Hello. Your interpretation of what is occurring may be interfering with
your understanding of it.
On Fri, 3 Nov 2023, Amaury Van Pevenaeyge wrote:
[...] As part of my Master's thesis, I have to implement a DNS
amplification scenario within a Cyber Range. However, before achieving
this final goal, I first need to make amplification rate measurements
within a virtual machine system. I therefore have a few questions about
the DNS protocol and DNS servers.
* Why do some DNS servers respond via TCP to an ANY query made under
UDP? I have read in RFC8482 that modern DNS servers try to limit
responses to ANY queries in order to limit the impact of their use in
DNS amplification attack but I would like to learn more about the
security measures/best practices currently in place for this type of
query and for big TXT responses. Does anyone have any sources or
other RFCs that might be useful?
It is impossible for a DNS server to respond via TCP to a UDP query at a
networking level. In general there are two kinds of amplification, number
of packets (velocity) and size of packets (volume).
It seems you understand that it is only possible to present a source
address "on behalf of another" with UDP. This is incorrect. While TCP is a
mitigation for blind trust in the source address of a packet, TCP SYN
itself results in amplification (velocity) in the form of SYN/ACKs in the
default tuning of most network stacks.
When a DNS response via UDP is unable to be accommodated within the size
(volume) constraints dictated by path MTU two things can happen: 1) the
UDP response can be fragmented, resulting in multiple packets to be
reassembled; or 2) the server can indicate to the client to retry over TCP
(TC=1).
TC=1 is also used as an at least partial mitigation for (spoofed)

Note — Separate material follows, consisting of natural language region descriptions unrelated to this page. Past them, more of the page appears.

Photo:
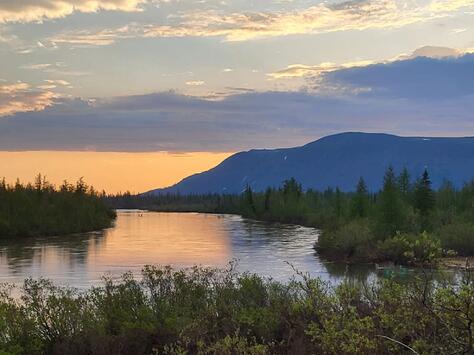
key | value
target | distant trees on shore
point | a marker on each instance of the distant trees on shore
(41, 209)
(407, 221)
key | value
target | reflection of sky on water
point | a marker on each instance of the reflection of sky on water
(174, 239)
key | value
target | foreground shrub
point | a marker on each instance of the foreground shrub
(206, 311)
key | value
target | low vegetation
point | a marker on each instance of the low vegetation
(43, 210)
(206, 311)
(406, 222)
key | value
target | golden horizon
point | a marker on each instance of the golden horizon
(113, 172)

amplification traffic, as seen with response rate limiting.
The typical resolver doesn't retry over TCP at all if it doesn't
receive a (UDP) response with TC=1, for instance if it doesn't receive any
response at all.
So you have knobs in the zone data, the server, the networking stack
and all of intermediating routers to twiddle. You can throw "buffer bloat"
in there too.
It's interesting that Dig automagically tries TCP first with ANY queries,
since that is not the default behavior with e.g. A queries.